Berezkin also has somewhat of an “interesting” take on the deterrent effect of carrying firearms. While acknowledging that this particular situation was deescalated with a gun, he noted that sometimes people respond to a show of force in different ways, and occasionally a gun can escalate a confrontation.

“We don’t know what could happen. It all depends on the person,” Berezkin said.

As far as weapons for his police officers, Chief Joseph said that “some have a baton and pepper spray, but others are armed with only handcuffs.”

While acknowledging that Thompson showing up with a gun helped the situation, Lee believes that he could have handled the situation that occurred on Saturday.

He says he has responded to similar calls before where people have threatened the use of firearms, or harm themselves. He believes that by using verbal skills he could have talked him down.

Lee did possess a bit of naivete about the situation, believing that he could have talked an armed man down using only verbal skills.

“What are they feeling? Why are they feeling that?” Lee said. “And if there’s anything I can do to help. That I can do, or my fellow officers, or my fellow community members can do to help them feel better.”

Lee continued that he believes “he should put everyone in his community before himself and help in any way he can.”

Time To Equip The Officers

Our staff at Law Enforcement Today was speechless when we found out that there were officers ANYWHERE in America that were unarmed.

So we made some phone calls and very quickly, three companies partnered up to send some protection up north to our Blue family.

“We were encouraged to see that once again, a well-armed citizen had the backs of police officers,” said Kyle Reyes, National Spokesman for Law Enforcement Today.  “But we had to do something to help.”

The first call was to Mike Mihalski, owner of Sons of Liberty Gun Works. 

Mike couldn’t believe the story.

“This just goes to reaffirm the importance of the Second Amendment,” said Mike.  “The fact of the matter is that criminals don’t care about the law.  This is a prime example of what could happen by disarming law abiding citizens.”

Mihalski didn’t hesitate.

“We’re sending those guys four bad ass rifles,” he said.

Sons of Liberty Gun Works has absolutely exploded in the firearms market.  And although they make no bones about wanting to create the best rifles possible for civilians – they’ve developed a huge following in the law enforcement market as well.

“We’ve lost count of how many rifles we’ve made for police departments across the country.  Now we’re going to send four of them up to these guys in Alaska so they can actually protect themselves in the future.”

Teaming up with Mihalski is Primary Arms, which has offered to equip with rifles with four precision rifle optics – arguably the best in the world.

Özge S. Cumberland is the Vice President of Primary Arms. 

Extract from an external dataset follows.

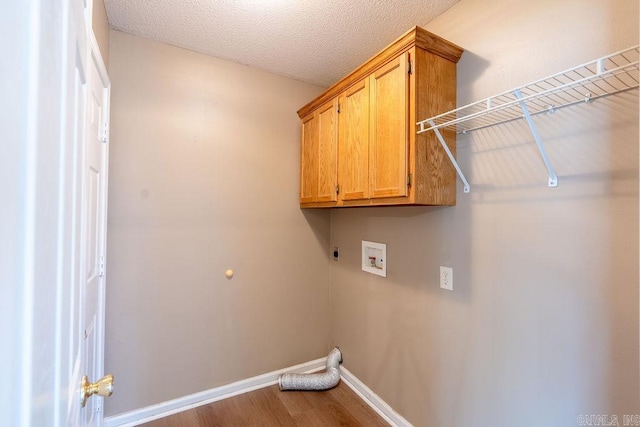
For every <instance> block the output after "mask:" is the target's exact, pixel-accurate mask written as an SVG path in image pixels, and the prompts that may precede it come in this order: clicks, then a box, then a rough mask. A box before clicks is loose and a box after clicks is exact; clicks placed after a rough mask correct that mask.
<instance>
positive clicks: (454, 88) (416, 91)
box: [413, 49, 456, 205]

“The reason why we are so passionate about the products we make is because they can quite literally be the difference between life and death.  We believe that all citizens and police officers should have the absolute best equipment possible to protect themselves, their families and their communities.”

Matthew Wolfe is the Vice President of Inforce, which makes the top weapon mounted lights.  Wolfe didn’t hesitate to throw in his support as well and equip the rifles with top-of-the-line IR lights.

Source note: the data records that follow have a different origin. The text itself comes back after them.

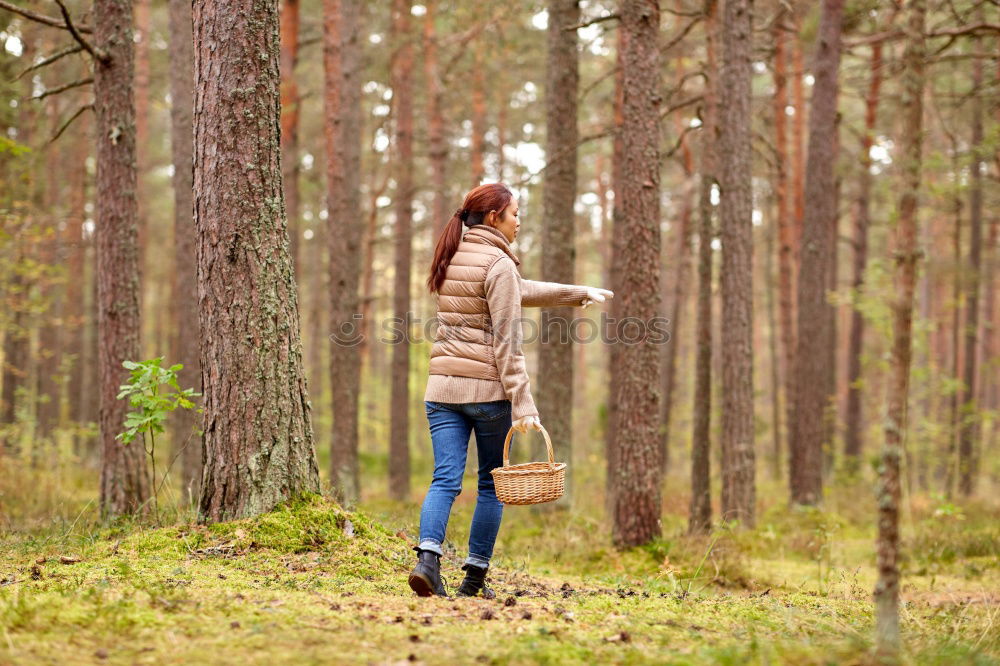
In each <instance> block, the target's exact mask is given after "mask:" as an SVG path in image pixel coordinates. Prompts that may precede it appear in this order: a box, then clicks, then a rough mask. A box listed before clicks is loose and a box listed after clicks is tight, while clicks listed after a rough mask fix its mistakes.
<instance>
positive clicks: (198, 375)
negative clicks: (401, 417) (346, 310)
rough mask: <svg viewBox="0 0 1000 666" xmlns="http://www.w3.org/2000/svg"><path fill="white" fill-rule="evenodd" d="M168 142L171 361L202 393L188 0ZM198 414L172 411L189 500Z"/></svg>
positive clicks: (177, 37) (183, 374) (173, 11)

“We often hear people debating about whether law enforcement should be allowed to have guns and gear that every regular citizens can’t legally possess.  But this?  This is just ridiculous.  How do you have a police department that doesn’t have the gear needed to keep their officers and everyone else safe?”

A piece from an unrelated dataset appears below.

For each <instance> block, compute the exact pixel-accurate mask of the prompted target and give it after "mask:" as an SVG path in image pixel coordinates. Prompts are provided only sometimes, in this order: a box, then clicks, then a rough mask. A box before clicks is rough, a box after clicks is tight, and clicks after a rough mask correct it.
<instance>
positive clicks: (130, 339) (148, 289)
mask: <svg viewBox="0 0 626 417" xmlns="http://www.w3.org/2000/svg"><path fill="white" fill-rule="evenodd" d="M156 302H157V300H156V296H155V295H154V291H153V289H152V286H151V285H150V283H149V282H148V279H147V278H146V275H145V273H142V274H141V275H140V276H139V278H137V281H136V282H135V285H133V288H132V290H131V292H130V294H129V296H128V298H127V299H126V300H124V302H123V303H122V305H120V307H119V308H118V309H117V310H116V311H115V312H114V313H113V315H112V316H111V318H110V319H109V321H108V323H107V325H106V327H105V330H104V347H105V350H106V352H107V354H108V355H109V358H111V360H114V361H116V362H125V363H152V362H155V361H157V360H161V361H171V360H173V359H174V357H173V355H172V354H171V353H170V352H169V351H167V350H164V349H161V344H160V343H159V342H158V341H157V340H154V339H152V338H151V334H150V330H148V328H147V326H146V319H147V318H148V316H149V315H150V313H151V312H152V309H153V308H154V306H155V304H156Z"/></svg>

Here’s what it comes down to.

A mass casualty event was barely avoided.  Some would call it an act of God or a miracle.  Others would call it dumb luck.  Still others would say you can thank the Second Amendment. 

But these three companies have stepped up to make sure that in the future, the department will have some way of protecting itself – and not relying on the people they are supposed to be protecting.